# ETL approved



## wildleg (Apr 12, 2009)

it is around here if it has "US" next to "ETL"


----------



## Dennis Alwon (May 9, 2009)

NC has a list a testing laboratories which are accepted. I am quite sure that ETL would be on most if not all state lists.

http://www.nciaei.org/section/pdfs/ThirdPartyAg.pdf


----------



## Chris1971 (Dec 27, 2010)

Dennis Alwon said:


> NC has a list a testing laboratories which are accepted. I am quite sure that ETL would be on most if not all state lists.
> 
> http://www.nciaei.org/section/pdfs/ThirdPartyAg.pdf


Thanks. I'm having a difficult time finding where Minnesota accepts ETL as a valid organization for listing and approval. Any ideas?


----------



## Chris1971 (Dec 27, 2010)

Found it. ETL is a NRTL according to OSHA which is the guideline Minnesota uses.


----------



## Dennis Alwon (May 9, 2009)

Chris1971 said:


> Found it. ETL is a NRTL according to OSHA which is the guideline Minnesota uses.
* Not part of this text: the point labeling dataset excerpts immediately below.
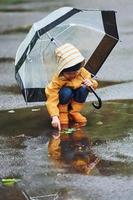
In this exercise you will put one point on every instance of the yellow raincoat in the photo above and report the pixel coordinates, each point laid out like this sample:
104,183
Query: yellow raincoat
58,81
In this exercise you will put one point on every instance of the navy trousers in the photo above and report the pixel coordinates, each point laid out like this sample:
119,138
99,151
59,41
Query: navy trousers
78,95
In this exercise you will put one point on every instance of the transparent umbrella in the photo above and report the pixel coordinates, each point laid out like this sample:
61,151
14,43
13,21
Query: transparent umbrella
93,32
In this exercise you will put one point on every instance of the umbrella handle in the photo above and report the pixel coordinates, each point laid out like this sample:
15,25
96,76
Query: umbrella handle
99,105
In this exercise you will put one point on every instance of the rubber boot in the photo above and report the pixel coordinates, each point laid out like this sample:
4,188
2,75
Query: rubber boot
63,114
74,113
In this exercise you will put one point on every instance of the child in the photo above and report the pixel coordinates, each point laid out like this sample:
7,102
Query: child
68,87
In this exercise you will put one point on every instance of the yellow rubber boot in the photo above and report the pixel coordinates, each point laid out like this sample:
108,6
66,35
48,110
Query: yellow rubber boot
63,113
75,113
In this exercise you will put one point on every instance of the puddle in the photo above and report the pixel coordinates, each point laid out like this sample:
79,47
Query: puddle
24,153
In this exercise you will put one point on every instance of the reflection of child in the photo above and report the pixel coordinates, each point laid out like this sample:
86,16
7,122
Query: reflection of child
69,86
74,150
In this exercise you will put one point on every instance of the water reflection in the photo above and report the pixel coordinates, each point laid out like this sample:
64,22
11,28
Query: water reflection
73,151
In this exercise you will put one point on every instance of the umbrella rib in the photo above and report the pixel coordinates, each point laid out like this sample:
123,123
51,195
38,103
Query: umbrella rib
62,32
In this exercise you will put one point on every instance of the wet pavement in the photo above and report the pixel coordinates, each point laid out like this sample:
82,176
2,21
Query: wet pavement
25,130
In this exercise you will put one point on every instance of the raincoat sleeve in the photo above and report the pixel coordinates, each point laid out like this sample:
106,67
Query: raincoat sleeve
87,75
52,94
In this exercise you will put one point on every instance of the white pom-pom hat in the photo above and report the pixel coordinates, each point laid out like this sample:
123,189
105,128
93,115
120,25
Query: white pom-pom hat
67,56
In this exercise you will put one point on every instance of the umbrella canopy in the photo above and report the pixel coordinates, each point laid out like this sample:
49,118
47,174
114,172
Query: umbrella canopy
93,32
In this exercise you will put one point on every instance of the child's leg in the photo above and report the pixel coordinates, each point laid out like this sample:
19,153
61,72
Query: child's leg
81,94
65,95
77,104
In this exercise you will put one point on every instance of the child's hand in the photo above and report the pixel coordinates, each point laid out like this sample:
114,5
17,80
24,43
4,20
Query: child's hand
56,122
88,82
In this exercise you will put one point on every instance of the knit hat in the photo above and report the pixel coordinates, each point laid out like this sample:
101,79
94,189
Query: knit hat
67,56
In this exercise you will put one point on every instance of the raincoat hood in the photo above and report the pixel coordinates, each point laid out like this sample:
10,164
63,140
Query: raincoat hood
67,56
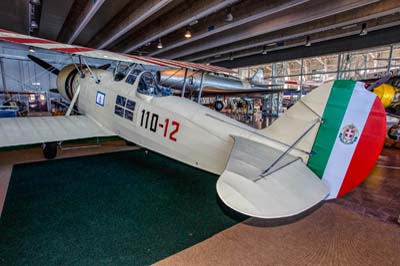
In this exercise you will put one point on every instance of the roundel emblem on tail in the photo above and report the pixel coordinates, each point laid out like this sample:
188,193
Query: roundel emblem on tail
348,134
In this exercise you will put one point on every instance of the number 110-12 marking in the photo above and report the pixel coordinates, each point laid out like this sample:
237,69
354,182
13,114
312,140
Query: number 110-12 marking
145,119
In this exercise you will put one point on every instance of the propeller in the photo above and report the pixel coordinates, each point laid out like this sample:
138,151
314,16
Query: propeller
44,64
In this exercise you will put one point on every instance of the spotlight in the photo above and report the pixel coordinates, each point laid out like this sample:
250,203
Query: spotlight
35,2
228,16
308,42
363,29
264,52
159,45
188,34
34,24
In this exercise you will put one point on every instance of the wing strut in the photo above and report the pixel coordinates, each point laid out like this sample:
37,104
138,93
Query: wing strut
71,105
267,171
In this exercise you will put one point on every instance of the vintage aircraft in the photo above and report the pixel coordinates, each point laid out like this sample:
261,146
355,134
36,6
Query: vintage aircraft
322,148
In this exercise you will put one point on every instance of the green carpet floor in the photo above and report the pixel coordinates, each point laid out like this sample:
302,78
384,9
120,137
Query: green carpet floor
125,208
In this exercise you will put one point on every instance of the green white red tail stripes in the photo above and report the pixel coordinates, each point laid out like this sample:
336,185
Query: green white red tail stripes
350,138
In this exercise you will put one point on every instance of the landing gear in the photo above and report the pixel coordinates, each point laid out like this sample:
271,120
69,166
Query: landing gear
218,105
50,150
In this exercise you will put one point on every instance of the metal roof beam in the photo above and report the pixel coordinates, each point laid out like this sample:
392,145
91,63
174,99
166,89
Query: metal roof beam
198,10
74,26
147,9
247,15
359,15
322,37
307,12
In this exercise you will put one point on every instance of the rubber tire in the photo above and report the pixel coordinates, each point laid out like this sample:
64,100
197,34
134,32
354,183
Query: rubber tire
50,150
129,143
219,105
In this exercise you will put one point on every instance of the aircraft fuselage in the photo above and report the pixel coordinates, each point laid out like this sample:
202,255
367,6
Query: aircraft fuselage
173,126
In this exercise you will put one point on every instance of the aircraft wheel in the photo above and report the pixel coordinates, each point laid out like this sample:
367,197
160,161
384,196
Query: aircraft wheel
50,150
218,105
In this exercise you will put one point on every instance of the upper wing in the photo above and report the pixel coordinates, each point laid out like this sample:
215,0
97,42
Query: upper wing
31,130
289,189
13,37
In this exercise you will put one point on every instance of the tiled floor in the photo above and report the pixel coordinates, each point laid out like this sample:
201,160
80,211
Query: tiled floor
379,195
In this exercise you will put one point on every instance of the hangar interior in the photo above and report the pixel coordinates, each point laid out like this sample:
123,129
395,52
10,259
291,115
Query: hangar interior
107,200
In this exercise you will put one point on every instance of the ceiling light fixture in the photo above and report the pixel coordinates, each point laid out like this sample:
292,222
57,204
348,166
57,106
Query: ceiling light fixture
228,15
308,42
188,34
34,24
349,26
264,52
159,45
35,2
194,22
364,30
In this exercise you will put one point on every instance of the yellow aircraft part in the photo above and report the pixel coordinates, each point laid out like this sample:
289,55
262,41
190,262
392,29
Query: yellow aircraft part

NRTL means Nationally Recognized Testing Laboratory and ETL is one of many. UIL & ETL are pretty common labs


----------



## JRaef (Mar 23, 2009)

Just to avoid the confusion, that list is a little out of date. ETL is now part of (and the label used by) Intertek, who also bought Entela on that list and I think another one or two smaller labs.

Most states now no longer want to be list maintenance people so they just refer back to the OSHA list of NRTLs.

http://www.osha.gov/dts/otpca/nrtl/


----------